Living Out Loud
April 23rd, 2024

I Have Heard Doc Watson

Doc Watson
Doc Watson


I love history. In my imagination, I’ve watched Alexander lead armies. I’ve stared at Hemingway standing at his office desk over the garage at his Key West home. I can stand in front of the Lincoln Memorial and hear Dr. King’s voice. I love history.

The Blind Flat Picker

Only once in my life have I witnessed history. I’ve seen one of America’s musical wonders in concert. His name is Doc Watson. One day I’ll tell my grandchildren that I saw him play. I’ll tell them how out of the mountains of Western North Carolina came a blind guitar picker who could stop a riot by playing a couple of choruses of Black Mountain Rag.

Before Doc became a living legend, he was just a blind man trying to support his family as a full-time piano tuner and occasional musician. For twenty years he played with local N.C. bands. Playing country, rock-a-billy, and a variety of other popular songs, He played what the people of Morganton, Lenoir, Hickory and Asheville wanted to hear. He didn’t play traditional music in public until, encouraged by music historian Ralph Rinzler, he accepted an engagement in a Greenwich Village folk club in 1961. Watson gained national attention at the legendary Newport Folk Festivals of 1963 and 64. The lasting record that we have of those concerts is The Essential Doc Watson, available as one CD since 1986. It was originally released as two separate vinyl LPs.

Supporting Cast

Of the 26 songs in this collection, Watson performs as an unaccompanied flat-picking guitarist on 17 of them. On the remaining tunes members of his family accompany him. His then teenage son Merle (named after Merle Travis) plays second guitar on The Train That Carried my Girl From Town and Blackberry Blossom.

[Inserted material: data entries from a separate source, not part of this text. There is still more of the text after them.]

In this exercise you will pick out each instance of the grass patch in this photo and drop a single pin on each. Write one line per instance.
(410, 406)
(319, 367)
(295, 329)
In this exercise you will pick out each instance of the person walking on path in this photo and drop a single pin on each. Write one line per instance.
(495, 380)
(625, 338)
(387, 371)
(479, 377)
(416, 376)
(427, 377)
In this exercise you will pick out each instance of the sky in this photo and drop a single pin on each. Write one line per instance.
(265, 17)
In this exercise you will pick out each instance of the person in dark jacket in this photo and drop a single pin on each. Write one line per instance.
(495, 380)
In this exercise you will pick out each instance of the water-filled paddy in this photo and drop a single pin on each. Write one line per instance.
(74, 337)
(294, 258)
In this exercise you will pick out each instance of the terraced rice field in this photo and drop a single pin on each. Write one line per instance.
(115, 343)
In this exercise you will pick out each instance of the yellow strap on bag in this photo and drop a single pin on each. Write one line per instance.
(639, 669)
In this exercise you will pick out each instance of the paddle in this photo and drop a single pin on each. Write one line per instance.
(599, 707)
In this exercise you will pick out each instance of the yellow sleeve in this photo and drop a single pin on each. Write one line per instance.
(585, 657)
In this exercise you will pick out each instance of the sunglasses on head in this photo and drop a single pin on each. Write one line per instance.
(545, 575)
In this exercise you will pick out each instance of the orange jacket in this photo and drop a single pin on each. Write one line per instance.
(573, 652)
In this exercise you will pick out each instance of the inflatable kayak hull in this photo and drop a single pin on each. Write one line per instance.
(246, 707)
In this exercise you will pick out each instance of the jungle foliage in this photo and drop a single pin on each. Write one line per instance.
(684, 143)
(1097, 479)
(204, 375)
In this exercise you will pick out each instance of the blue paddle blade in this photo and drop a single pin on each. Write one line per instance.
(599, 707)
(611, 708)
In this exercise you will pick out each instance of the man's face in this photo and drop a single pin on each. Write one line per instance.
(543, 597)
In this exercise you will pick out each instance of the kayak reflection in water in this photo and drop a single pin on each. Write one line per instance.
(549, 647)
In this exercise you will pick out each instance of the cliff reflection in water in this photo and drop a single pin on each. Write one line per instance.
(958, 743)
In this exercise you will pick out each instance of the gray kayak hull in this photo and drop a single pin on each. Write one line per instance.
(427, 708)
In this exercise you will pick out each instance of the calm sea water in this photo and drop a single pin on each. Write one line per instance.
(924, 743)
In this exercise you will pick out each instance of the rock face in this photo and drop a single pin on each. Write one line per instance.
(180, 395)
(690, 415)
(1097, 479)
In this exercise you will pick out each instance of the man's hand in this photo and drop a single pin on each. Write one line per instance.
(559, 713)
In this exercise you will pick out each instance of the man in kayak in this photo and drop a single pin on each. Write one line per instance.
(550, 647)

Watson’s father-in-law, legendary fiddle player Gaither Carlton appears on Blueridge Mountain Blues, Handsome Molly, and the Woodie Guthrie composition Going Down this Road Feeling Bad.

Doc’s brother, Arnold, plays banjo on three tunes, including Whitehouse Blues. And, Doc’s mother even joins in on the vocals on the traditional spiritual I Want to Love Him More.

Song Writing Credits

Only eight of the songs on the album are credited to other artists. The traditional songs arranged and adapted by Doc Watson are:

  • Tom Dooley 
  • Alberta 
  • Beaumont Rag 
  • Muskrat 
  • Down in the Valley to Pray 
  • Shady Grove 
  • Black Mountain Rag 
  • Groundhog 
  • Little Orphan Girl 
  • Rambling Hobo 
  • Little Omie Wise 
  • Handsome Molly 
  • I Want to Love Him More 
  • Way Downtown

There are two songs by the Singing Brakeman, Little Jimmy Rodgers:

  • My Rough and Rowdy Ways 
  • I Was a Stranger

Other credits not already mentioned are:

  • James Baker – Saint James Hospital 
  • Alton Delmore – Blue Railroad train 
  • Clarence Ashley – Rising Sun Blues 
  • Charlie Poole – Whitehouse Blues

The Music

Most of these songs are short, many of the coming in at under two minutes. Only Froggie Went A-Courtin’, Rising Sun Blues and Little Omie Wise are longer than four minutes.

The themes of these folk and bluegrass tunes are those of the mountains from whence Doc Watson came. Murderous lovers are found in Tom Dooley and Little Omie Wise. At least three tunes contain references to trains. There are traditional blues and flat-picking marvels like the Beaumont Rag and the Black Mountain Rag. There are spirituals and children’s songs.

I play this album compulsively over and over again. I know every chorus. When I hear a version of one of these songs by another artist it somehow seems profane, like looking at a paint-by-number version of a Van Gogh.

This is a historical collection of music and I love history.